La « Lettre aux Français » adressée par le chef de l’exécutif le 13 janvier et préludant à un « grand débat national » officiellement ouvert le 15 janvier 2019 a été abondamment commentée dans les médias. Aperçus.

L’Est-Eclair
Des chiffres et une lettre : Initialement diffusée dans les médias et sur les réseaux sociaux, la lettre du chef de l’État devrait finalement bien être envoyée à tous les Français. Une opération qui pourrait coûter très cher, près de 10 millions selon France Inter. Un pognon de dingue.

Le Monde
Parlant d’argent, la question du pouvoir d’achat est évacuée de la lettre d’Emmanuel Macron, alors qu’il s’agit d’une des préoccupations centrales du mouvement, autour de revendications comme celles d’une hausse du salaire minimum ou du plancher minimal des retraites, ou encore la limitation des loyers.

L’Union
Car Leur préoccupation, c’est pouvoir d’achat, pouvoir d’achat, pouvoir d’achat : pendant un mois, les habitants des petites communes ont exprimé leur colère et leurs revendications sur des cahiers de doléances ouverts dans les mairies. Le résultat doit à présent alimenter le grand débat voulu par le gouvernement, désireux de trouver une issue à la crise des Gilets jaunes.

Ouest-France
Près d’un Français sur deux souhaite que le thème du pouvoir d’achat soit abordé pendant le Grand débat national qui s’ouvre ce mardi 15 janvier. [...] Quels sujets seront abordés pendant le Grand débat national qui commence ce mardi ? Selon un sondage Elabe pour BFMTV datant de ce mardi 15 janvier, les Français plébiscitent les thèmes ayant trait au pouvoir d’achat et à la baisse des taxes. 40 % des Français comptent participer au Grand débat national, mais un tiers seulement estime qu’il permettra une sortie de la crise des Gilets jaunes.
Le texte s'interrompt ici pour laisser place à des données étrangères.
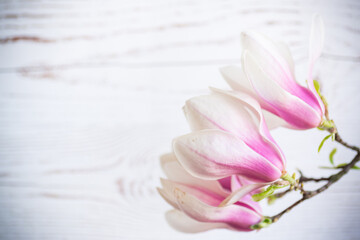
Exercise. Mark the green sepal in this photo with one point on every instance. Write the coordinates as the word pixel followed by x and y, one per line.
pixel 264 223
pixel 271 199
pixel 331 156
pixel 288 178
pixel 267 192
pixel 323 141
pixel 341 165
pixel 326 124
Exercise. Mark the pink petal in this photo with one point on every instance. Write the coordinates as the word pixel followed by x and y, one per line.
pixel 270 58
pixel 237 80
pixel 260 140
pixel 289 107
pixel 213 111
pixel 315 49
pixel 241 193
pixel 237 217
pixel 238 182
pixel 202 194
pixel 175 172
pixel 214 154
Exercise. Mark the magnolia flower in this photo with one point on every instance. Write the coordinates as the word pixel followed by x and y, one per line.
pixel 268 75
pixel 230 137
pixel 196 201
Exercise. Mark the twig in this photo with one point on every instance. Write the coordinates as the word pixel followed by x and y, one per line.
pixel 330 180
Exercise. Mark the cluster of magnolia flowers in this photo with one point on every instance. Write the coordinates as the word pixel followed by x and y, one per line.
pixel 217 171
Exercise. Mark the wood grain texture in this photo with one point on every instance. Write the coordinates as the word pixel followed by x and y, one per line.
pixel 91 94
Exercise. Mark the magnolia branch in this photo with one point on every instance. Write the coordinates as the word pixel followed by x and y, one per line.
pixel 330 180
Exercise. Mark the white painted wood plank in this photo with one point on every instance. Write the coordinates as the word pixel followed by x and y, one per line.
pixel 91 95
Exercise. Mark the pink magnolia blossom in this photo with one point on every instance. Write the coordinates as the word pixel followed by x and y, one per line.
pixel 268 75
pixel 196 201
pixel 230 137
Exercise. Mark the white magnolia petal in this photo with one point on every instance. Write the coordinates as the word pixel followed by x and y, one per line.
pixel 286 54
pixel 241 192
pixel 256 112
pixel 237 80
pixel 183 223
pixel 273 121
pixel 239 217
pixel 270 59
pixel 168 196
pixel 175 172
pixel 291 108
pixel 316 38
pixel 315 48
pixel 215 154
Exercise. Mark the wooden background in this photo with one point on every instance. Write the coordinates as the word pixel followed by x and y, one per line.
pixel 91 94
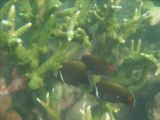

La majorité d’entre eux juge en outre que l’exécutif ne tiendra pas compte des opinions exprimées.

Le Figaro
Un débat qui prête à débat. Pour Arnaud Benedetti, professeur associé à l’Université Paris-Sorbonne, qui vient de publier Le coup de com permanent (éd. du Cerf, 2017), Le chef de l’État corsète le débat sur le logiciel économique et social. On voit qu’il y a là assez peu à négocier. Excluant un retour à l’ISF, marqueur fort de la revendication giletiste, l’exécutif reste intraitable sur ses fondamentaux. Or toute la difficulté relève de ce sentiment diffus d’une partie de l’opinion qui considère que les grandes orientations économiques et sociales échappent de plus en plus à la confrontation démocratique. Macron est platement maastrichtien : pour lui, la décision économique relève d’abord de l’expertise, mais pas de la sphère démocratique. Peut-être est-il dans d’autres sphères ?

L’Express
Des sphères toujours alignées sur le même cap : L’exécutif avance pourtant sur une ligne de crête. Tout en jouant la carte de l’écoute et de la proximité, il a d’ores et déjà tracé des lignes rouges : pas question de détricoter les réformes entreprises depuis l’été 2017, encore moins de changer de cap.